This project will result in training a postdoctoral researcher and provide undergraduate students opportunities to gain hand-on experience with research on microbial geochemistry. The Palmer LTER (PAL) activities have focused largely on the interaction between ocean climate and the marine food web affecting top predators. Relatively little effort has been devoted to studying processes related to the microbial geochemistry of nitrogen cycling as part of the Palmer Long Term Ecological Research (LTER) program, yet these are a major themes at other sites. This work will contribute substantially to understanding an important aspect of nitrogen cycling and bacterioplankton production in the PAL-LTER study area. The team will be working synergistically and be participating fully in the education and outreach efforts of the Palmer LTER, including making highlights of the findings available for posting to their project web site and participating in any special efforts they have in the area of outreach.

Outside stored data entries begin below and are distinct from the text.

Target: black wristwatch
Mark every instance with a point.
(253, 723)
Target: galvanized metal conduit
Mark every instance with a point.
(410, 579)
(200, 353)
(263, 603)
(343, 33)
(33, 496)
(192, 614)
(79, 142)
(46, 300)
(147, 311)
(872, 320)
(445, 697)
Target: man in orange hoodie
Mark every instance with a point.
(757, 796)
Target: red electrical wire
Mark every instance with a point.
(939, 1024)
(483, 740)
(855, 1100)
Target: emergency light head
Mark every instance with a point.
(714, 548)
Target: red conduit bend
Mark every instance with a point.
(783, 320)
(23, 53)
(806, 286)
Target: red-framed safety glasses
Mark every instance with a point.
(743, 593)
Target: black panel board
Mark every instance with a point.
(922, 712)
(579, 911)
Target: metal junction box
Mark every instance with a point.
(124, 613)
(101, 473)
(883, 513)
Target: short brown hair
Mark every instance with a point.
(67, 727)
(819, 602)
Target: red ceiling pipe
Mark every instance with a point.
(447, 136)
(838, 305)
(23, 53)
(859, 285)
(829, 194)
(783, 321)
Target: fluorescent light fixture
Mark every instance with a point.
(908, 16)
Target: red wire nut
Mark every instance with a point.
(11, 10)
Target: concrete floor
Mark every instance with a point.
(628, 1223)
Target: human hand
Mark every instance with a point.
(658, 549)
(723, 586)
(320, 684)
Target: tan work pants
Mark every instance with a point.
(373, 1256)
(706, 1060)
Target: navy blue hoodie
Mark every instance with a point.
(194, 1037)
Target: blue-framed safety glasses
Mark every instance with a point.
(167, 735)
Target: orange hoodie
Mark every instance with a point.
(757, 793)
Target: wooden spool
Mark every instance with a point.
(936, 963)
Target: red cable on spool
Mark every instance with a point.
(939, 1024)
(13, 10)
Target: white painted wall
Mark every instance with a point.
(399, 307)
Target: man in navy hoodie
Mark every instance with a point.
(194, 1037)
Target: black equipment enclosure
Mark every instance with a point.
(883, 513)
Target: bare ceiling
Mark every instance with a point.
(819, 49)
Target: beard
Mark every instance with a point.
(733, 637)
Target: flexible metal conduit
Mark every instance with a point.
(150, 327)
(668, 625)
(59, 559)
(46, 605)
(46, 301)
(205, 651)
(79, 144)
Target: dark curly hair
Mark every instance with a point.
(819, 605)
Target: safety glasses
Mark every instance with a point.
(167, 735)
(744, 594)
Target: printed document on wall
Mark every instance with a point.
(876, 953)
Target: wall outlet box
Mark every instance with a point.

Part 2: The proposed work will quantify oxidation rates of 15N supplied as ammonium, urea and nitrite, allowing us to estimate the contribution of urea-derived N and complete nitrification (ammonia to nitrate) to chemoautotrophy and bacterioplankton production in Antarctic coastal waters. The project will compare these estimates to direct measurements of the incorporation of 14C into organic matter the dark for an independent estimate of chemoautotrophy. The team aims to collect samples spanning the water column: from surface water (~10 m), winter water (50-100 m) and circumpolar deep water (>150 m); on a cruise surveying the continental shelf and slope west of the Antarctic Peninsula in the austral summer of 2018. Other samples will be taken to measure the concentrations of nitrate, nitrite, ammonia and urea, for qPCR analysis of the abundance of relevant microorganisms, and for studies of related processes. The project will rely on collaboration with the existing Palmer LTER to ensure that ancillary data (bacterioplankton abundance and production, chlorophyll, physical and chemical variables) will be available. The synergistic activities of this project along with the LTER activities will provide a unique opportunity to assess chemoautotrophy in context of the overall ecosystem?s dynamics- including both primary and secondary production processes.
PROJECT OUTCOMES REPORT
Disclaimer
This Project Outcomes Report for the General Public is displayed verbatim as submitted by the Principal Investigator (PI) for this award. Any opinions, findings, and conclusions or recommendations expressed in this Report are those of the PI and do not necessarily reflect the views of the National Science Foundation; NSF has not approved or endorsed its content.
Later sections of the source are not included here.